There are a number of unspoken assumptions in the burgeoning sphere of Christian gaming and most of them are both harmful (to the effort) and inaccurate.
One of them is that the only way games and Christ could be in the same room would be in didactic and preachy games, a kind of specialized edutainment where the only appropriate goals are things like scripture memorization and efficiently stacking Noah’s animals. The harm done by this assumption is the tendency to sharply limit our game-making efforts and then we find ourselves in a kind of self-imposed ghetto where our work enriches no one, entertains no one (because who wants to play a didactic, preachy video game?) and only sells to Little Jimmy’s concerned grandma (pronounced ‘Yimmy’ in case that wasn’t clear.) So the fruit of this assumption is Irrelevance. Now on the bright side of the last 10 years I’ve seen that canard mostly give way to a far more mature and thoughtful approach to gaming that recognizes the scope of the industry and the breadth of intent amount sincere practitioners. So good progress there.
I think the next misconception that needs to be dismantled is that any faith-influenced game must be strictly made for kids, or more specifically that the content must be “safe” for young children. This assumption has essentially the same risks as the ‘teaching’ assumption but sets the emotional hook deeper by appealing to our deep desire to protect our own kids from the worst offenders in tawdry, violent video games.

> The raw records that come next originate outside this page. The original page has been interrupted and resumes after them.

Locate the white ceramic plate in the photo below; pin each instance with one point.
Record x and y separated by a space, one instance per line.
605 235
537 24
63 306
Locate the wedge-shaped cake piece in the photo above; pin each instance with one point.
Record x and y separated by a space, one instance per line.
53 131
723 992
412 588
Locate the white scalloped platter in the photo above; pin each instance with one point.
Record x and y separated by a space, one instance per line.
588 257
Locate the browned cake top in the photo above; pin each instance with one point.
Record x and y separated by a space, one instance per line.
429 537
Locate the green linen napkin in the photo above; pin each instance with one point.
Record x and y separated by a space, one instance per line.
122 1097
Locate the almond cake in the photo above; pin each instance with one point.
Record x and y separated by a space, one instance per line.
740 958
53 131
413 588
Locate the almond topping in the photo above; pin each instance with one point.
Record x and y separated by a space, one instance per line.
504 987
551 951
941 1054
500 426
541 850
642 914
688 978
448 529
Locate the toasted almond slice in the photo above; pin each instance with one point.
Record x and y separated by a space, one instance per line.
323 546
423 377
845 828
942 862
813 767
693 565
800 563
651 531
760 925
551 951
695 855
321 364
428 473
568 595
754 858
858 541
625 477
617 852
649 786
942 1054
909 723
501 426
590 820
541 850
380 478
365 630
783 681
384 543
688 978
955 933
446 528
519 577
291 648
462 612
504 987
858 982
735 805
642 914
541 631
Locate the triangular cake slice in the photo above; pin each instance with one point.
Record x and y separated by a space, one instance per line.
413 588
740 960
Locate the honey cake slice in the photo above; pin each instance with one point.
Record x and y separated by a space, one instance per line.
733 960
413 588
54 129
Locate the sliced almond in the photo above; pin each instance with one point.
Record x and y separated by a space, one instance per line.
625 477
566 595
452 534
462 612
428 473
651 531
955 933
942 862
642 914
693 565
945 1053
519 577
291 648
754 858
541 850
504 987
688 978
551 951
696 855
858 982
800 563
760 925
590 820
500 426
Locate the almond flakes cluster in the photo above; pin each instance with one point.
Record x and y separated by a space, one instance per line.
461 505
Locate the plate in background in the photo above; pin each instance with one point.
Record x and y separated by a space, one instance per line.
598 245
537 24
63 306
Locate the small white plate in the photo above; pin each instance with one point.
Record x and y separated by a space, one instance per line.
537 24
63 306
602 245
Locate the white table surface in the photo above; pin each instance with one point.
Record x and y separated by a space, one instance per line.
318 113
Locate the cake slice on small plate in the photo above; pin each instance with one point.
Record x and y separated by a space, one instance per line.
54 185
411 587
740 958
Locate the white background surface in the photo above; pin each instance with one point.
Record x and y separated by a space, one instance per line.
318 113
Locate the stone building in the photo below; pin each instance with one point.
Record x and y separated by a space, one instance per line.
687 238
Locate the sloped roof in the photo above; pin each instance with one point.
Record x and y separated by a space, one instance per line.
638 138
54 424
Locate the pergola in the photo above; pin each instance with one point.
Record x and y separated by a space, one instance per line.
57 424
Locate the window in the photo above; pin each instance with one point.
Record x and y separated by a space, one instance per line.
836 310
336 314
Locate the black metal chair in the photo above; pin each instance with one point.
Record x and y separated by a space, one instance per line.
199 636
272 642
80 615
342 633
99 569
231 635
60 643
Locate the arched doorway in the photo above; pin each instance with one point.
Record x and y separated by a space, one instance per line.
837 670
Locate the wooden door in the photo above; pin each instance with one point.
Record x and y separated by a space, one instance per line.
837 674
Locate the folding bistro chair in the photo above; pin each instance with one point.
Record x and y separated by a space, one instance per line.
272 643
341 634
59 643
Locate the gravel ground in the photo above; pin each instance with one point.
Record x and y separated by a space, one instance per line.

But the easiest way to show the error of this assumption is to ask the obvious question: Is the Bible family-friendly? With its stories of rape, murder, genocide and war – of course not!
To be fair, gaming is only following in the footsteps of other Christian mediums in this regard, mediums where many believers are specifically looking for a kind of spiritual safe-room away from a rather messy world. And, lest I be misunderstood, I see the genuine value in having those ways to retreat and rest, so I’m not judging anyone for wanting a refuge. That said, if Christian gaming is unwilling to address grown up and adult conversations then we again confine ourselves to a very limited market and self-imposed irrelevance.
This question is particularly in my view right now as my own children start to play games. Of course I watch over what they play! Of course I’m sensitive to maters of content like violence and sex! But that’s not what I’m talking about here.
Christian game makers have mistaken the need and the market for safe content for a limiting boundary.
We’ve seen a hole in the market but climbed in made it into a cage.
For my part, I long to see more and more faith-influenced gamed that can speak to difficult, complex, and nuanced issues with honesty and depth of faith. If we hope to see gaming grow in its cultural influence and blossom as an art form I’m hoping the Christian community can contribute more than just VBS material.